While the work takes place at Tate Modern, its primary site is online. The location of the room is irrelevant, as the audience is invited to enter a digital space, rather than a gallery in the museum. Online viewers are the sole audience of the series.
Each artist experiences the relationship with this physically absent and unknown audience differently. Joan Jonas, a pioneer in the history of video and performance art, considers this the most interesting part of the project. ‘This is why I spoke directly to the camera close up of course,’ says Jonas. ‘One has done this before, but the feeling in this case was that one was really directly addressing an audience, rather than just speaking to the camera alone in the studio.’
Emily Roysdon invited more than 100 volunteers who self-identified as queer and/or feminist to fill and occupy the room. She described the relationship with the audience as ‘speculative and hopeful, simultaneously intimate and abstract’. This relationship was fundamentally a hostile one for Bronstein. ‘I felt it thus because of the invisible and silent presence of the viewer through the camera lens,’ he says. ‘The live audience is protected behind their computer screens, so they are free to react with impunity - they will not be held to account by other audience members if they yawn, walk out (switch off), or make abusive comments.’ This feeling was accentuated by the bright light and the mirrored environment, ‘meaning that every mistake and movement was constantly on view’, which, for the artist, contrasted ‘with people all over the world in their bedrooms’ in what he imagined ‘to be darkness and anonymity’.
So what does the liveness of the situation add to the project? For some artists it creates a more direct relationship between the performer and the audience. ‘There is an enormous difference between filming Performance Room and making a film that you know will face its audience at a later stage,’ observes Bronstein. ‘Here, I knew I was being watched, the way one is watched on stage, in that you feel it’s ‘now or never’ and you cannot pull out or stop halfway through.’
Everything happens on-site, broadcast at the time of occurrence, without editing. This process is familiar to the London-based artist Cally Spooner, who will launch the 2014 series on 27 February. Her most recent film, Collapsing In Parts 2012, was shot to camera in a single take, produced with a live team, rather than with an editor afterwards.

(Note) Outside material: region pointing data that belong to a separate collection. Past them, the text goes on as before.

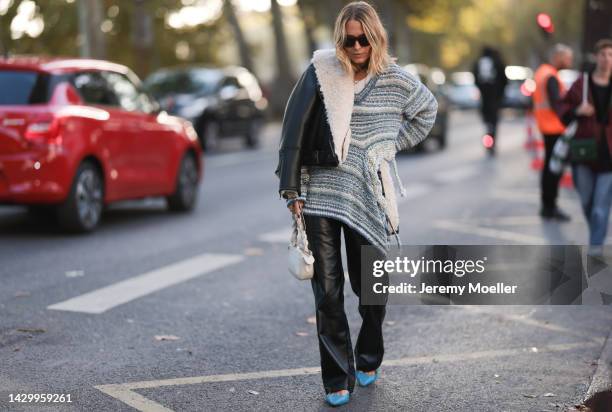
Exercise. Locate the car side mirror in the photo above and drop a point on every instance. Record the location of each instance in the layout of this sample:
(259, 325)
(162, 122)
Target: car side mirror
(228, 92)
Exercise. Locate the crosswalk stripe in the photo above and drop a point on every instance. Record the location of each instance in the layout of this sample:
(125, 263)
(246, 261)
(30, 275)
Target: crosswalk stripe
(277, 236)
(103, 299)
(457, 174)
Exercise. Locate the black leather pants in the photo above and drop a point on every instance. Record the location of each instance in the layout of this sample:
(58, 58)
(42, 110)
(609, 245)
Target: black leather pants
(337, 360)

In the same spirit, Spooner will create in her Performance Room a trailer for a forthcoming film, as ‘an act of live editing’. She is already thinking about how she will need to adapt the space. ‘My commission is going to have a lot of music in it – drumming and singing, possibly keyboards,’ she explains, “so there’s going to be a lot of pre-production to do, in terms of getting the room ready so that all these elements can work and sound right. I need to turn it into a black-box TV studio.’
For the choreographers and dancers Selma and Sofiane Ouissi, the format of Performance Room corresponds perfectly to the working conditions they have been facing for many years. With Selma living in Paris and Sofiane in Tunis, the internet is vital for them to collaborate and produce new works. They addressed this situation in Here(s) 2011–12, in which they perform live, via Skype, while in different cities. On 18 September they will perform a new work that confronts the intimacy of their daily lives with the public platform of the internet. As with their earlier work which relied on live video feeds, the choreographers intend to explore further the impression ‘of being here while at the same time being there, being one while being multiple’.
Over the past two years, Performance Room has experimented with the presentation of art and our experience of it by testing new ways of making, filming and sharing it. While the internet as a site for artistic production remains underexplored, the artists’ responses to the project indicate that there is much potential in the development of online exhibition and curatorial space.